Field Sobriety Tests
An experienced DUI attorney can successfully challenge Field Sobriety Tests. Police use Field Sobriety Tests as a way to gather evidence against a driver to prove that he is driving under the influence. Standardized Field Sobriety Tests recognized by the National Highway Traffic Safety Administration include the following:
1. Horizontal Gaze Nystagmus: Nystagmus is used to describe the involuntary jerking motion of the eye. Nystagmus can be caused by alcohol or drug intoxication. More often, nystagmus can be a normal physical trait or can result from a blow to the head, or other injury.
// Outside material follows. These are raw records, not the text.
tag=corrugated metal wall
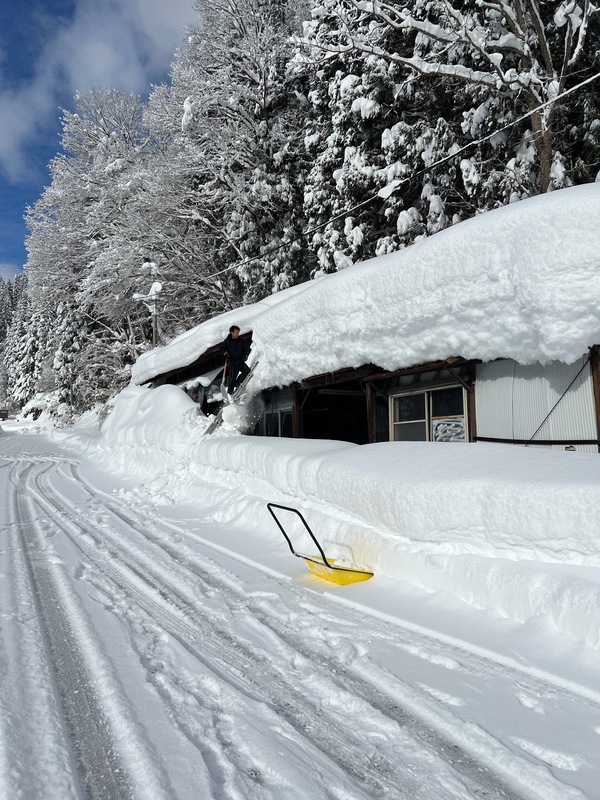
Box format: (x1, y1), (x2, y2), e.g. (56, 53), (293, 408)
(475, 357), (598, 452)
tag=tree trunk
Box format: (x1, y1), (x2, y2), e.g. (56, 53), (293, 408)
(530, 110), (553, 193)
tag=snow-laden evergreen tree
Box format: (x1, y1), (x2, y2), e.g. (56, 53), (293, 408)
(2, 275), (32, 407)
(2, 282), (52, 409)
(7, 272), (27, 315)
(51, 302), (126, 414)
(0, 278), (10, 406)
(294, 0), (470, 272)
(295, 6), (398, 273)
(0, 277), (12, 344)
(295, 0), (599, 272)
(329, 0), (599, 195)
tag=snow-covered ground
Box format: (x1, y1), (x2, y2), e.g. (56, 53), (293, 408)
(2, 383), (600, 799)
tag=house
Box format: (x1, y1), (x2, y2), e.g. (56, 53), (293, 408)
(131, 183), (600, 452)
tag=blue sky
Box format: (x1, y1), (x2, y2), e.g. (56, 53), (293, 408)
(0, 0), (198, 281)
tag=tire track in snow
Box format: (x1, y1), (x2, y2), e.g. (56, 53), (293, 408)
(65, 463), (595, 800)
(34, 459), (536, 800)
(71, 464), (600, 711)
(31, 464), (428, 799)
(8, 459), (173, 800)
(0, 460), (80, 800)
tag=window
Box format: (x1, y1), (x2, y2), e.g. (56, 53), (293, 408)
(264, 409), (292, 437)
(261, 388), (293, 438)
(392, 393), (427, 441)
(391, 385), (467, 442)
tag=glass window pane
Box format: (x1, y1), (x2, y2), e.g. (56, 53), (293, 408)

The human eye normally moves smoothly, but an eye with nystagmus moves in a jerky motion. Normally, a person showing signs of nystagmus is unaware that it is happening because it does not affect the person's vision. During this test, the officer is looking to see whether the eye movement is smooth, and the degree at which the nystagmus is visible.
2. One Leg Stand: Police officers will instruct the driver to choose a leg and lift it off the ground six inches while pointing the toe forward. The police officer will then tell the driver to count out loud to 30 (one one thousand, two one thousand, etc.). While the driver is performing this test, the officer is looking to see whether the driver sways, raises her arms, puts a foot down and for other clues.
3. Walk and Turn: One of the most difficult field sobriety tests is the walk and turn. Police officers instruct the driver to stand heel to toe with their hands by their side. The driver must then take 9 steps touching heel to toe at every step while counting out loud. The driver is then made to turn and repeat the process. Every time a driver raises her arms, doesn’t touch heel to toe, steps off the line or other clues, the officer counts it as a clue that the person is intoxicated.
4. Other Tests: Police officers will utilize other tests in determining whether a person is driving under the influence. Some of these tests include the “finger count,” touching finger to nose, and reciting some portion of the ABCs. Although these tests are not standardized, they are often allowed into evidence against the driver.